E questo cosa significa?

Non significa forse che la Verità ha bisogno di te?
Che la Verità non può essere senza di te?

E non vuole dire pure che la Verità non può esistere?
Se esistesse e ti comparisse davanti in tutto il suo splendore... semplicemente non sarebbe la Verità.

Questa tua considerazione ricorda Dostoevskij, che tra Cristo e la verità sceglie Cristo.

È l'Essere che è Essere Vero. E in quanto tale non esiste.
Tardi ti ho amata, bellezza tanto antica e tanto nuova, tardi ti ho amata.
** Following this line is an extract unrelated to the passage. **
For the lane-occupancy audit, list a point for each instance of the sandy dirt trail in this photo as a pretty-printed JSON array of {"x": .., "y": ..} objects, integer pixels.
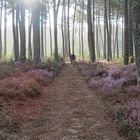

Tu eri con me, mentre io ero lontano da te.

Phil

Citazione di: Alberto Knox il 16 Luglio 2024, 23:02:08 PMLa ricerca della verità è superiore al possesso della verità. è questa ricerca della verità che ci fa sentire vivi che ci fa crescere ed entusiasmarci. Se un genio dovesse comparire dalla lampada e in una mano tenesse tutta la verità e dall altra la sola pulsione verso la ricerca della verità, ovvero  il vecchio uomo che ammicca e che procede e che sbaglia e che riformula . Io sceglierei la seconda.
E non saresti il solo: "Se Dio tenesse chiusa nella mano destra tutta la verità e nella sinistra il solo desiderio sempre vivo della verità e mi dicesse: scegli! Sia pure a rischio di sbagliare per sempre e in eterno mi chinerei con umiltà sulla sua mano sinistra e direi: Padre, dammela! La verità assoluta è per te soltanto" (Lessing; fonte).

baylham

Citazione di: Phil il 17 Luglio 2024, 08:52:42 AME non saresti il solo: "Se Dio tenesse chiusa nella mano destra tutta la verità e nella sinistra il solo desiderio sempre vivo della verità e mi dicesse: scegli! Sia pure a rischio di sbagliare per sempre e in eterno mi chinerei con umiltà sulla sua mano sinistra e direi: Padre, dammela! La verità assoluta è per te soltanto" (Lessing; fonte).

Una fantasia basata su pessime concezioni filosofiche: Dio e la verità assoluta, ricorda anche il Socrate di Platone che sa di non sapere perchè non è un dio.
Nella mia vita di verità ne ho trovate molte, alla luce del sole, senza tema di smentita, a partire dal fatto che il nulla non esiste.